Creating Movement: Complementary Approaches in Pediatric Movement Rehabilitation

creatingmovementChildren with neurological challenges experience many barriers when learning to move their bodies. This course was designed to introduce therapists to current levels of understanding that encompass the science and art of pediatric therapy. Varying adjunctive approaches will be introduced in an integrated manner, blending state of the art skills together.

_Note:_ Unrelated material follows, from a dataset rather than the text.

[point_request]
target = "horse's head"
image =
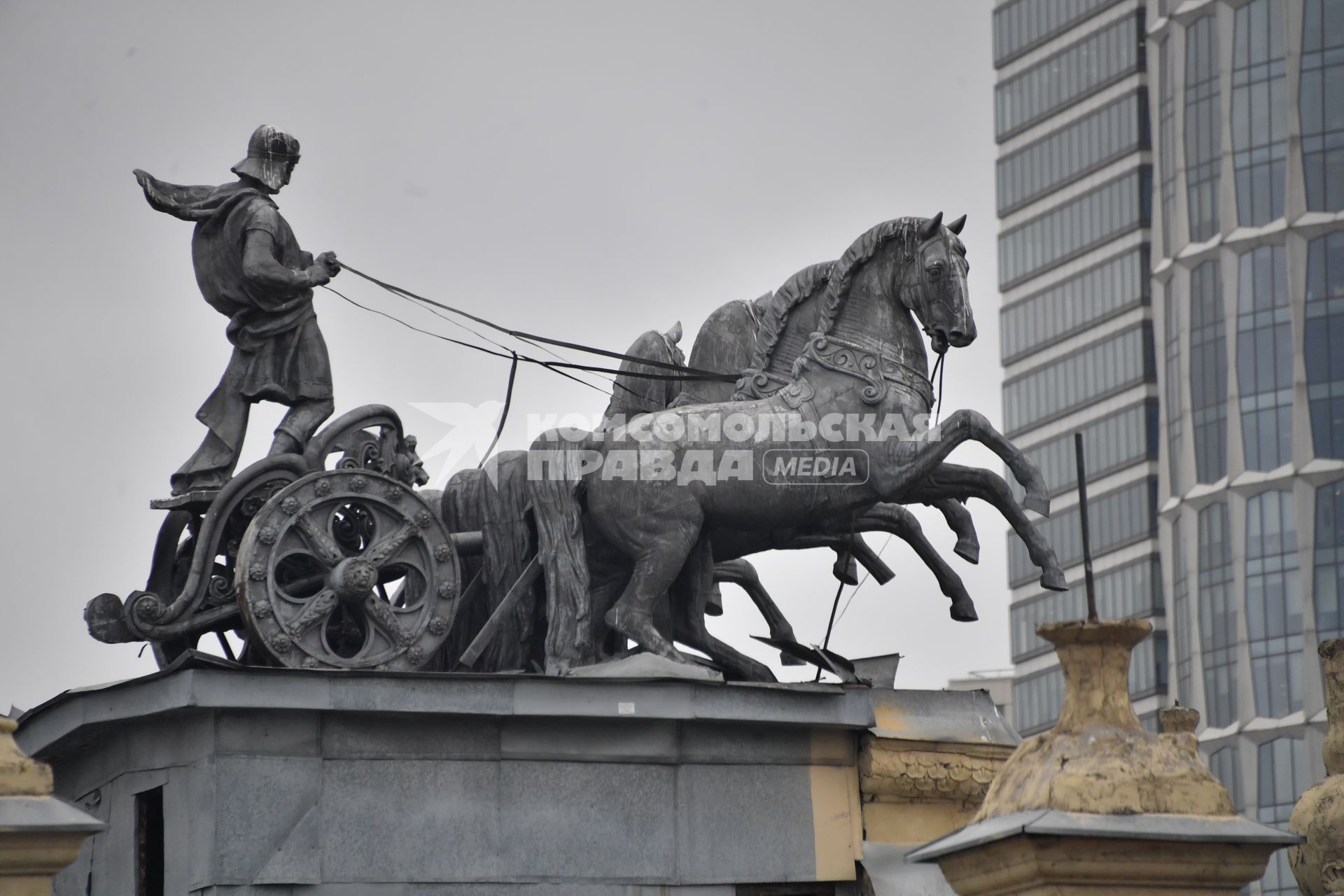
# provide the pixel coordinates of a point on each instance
(933, 284)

Therapists will develop both intuitive and cognitive clinical reasoning to aide in the treatment problem solving process.



Learning Objectives:

Upon completion of this course the participant will be able to:

  1. Understand the current science linking the mind body connection.
  2. Describe how emotion is translated into physiology and movement patterns.
  3. Understand the physiology of muscle and connective tissue and their relationship to motor control challenges in the pediatric neurology patient.
  4. Develop and heighten sensation and awareness of movement, enhancing the ability to alter the movement patterns of the neurologically challenged child.
  5. Develop a preliminary understanding and usage of Myofascial release techniques as an adjunct to alter biomechanical resistance to movement.
  6. Develop a preliminary understanding and usage of acupressure techniques as an adjunct to developing activation, co-contraction and strength of motor patterns in the neurologically challenged child.
  7. Increase intuitive perception and sensory awareness of subtle energies and their impact upon movement.
  8. Develop a preliminary knowledge and use of cranio-sacral therapy as an adjuct intervention to alter state of arousal and preparation for motor learning.
  9. Develop clinical reasoning and problem solving of an integrated approach of techniques to provide a comprehensive rehabilitation approach to the neurologically challenged child.

Audience: Pediatric occupational therapists, occupational therapy assistants, physical therapists, physical therapy assistants, speech and language pathologists.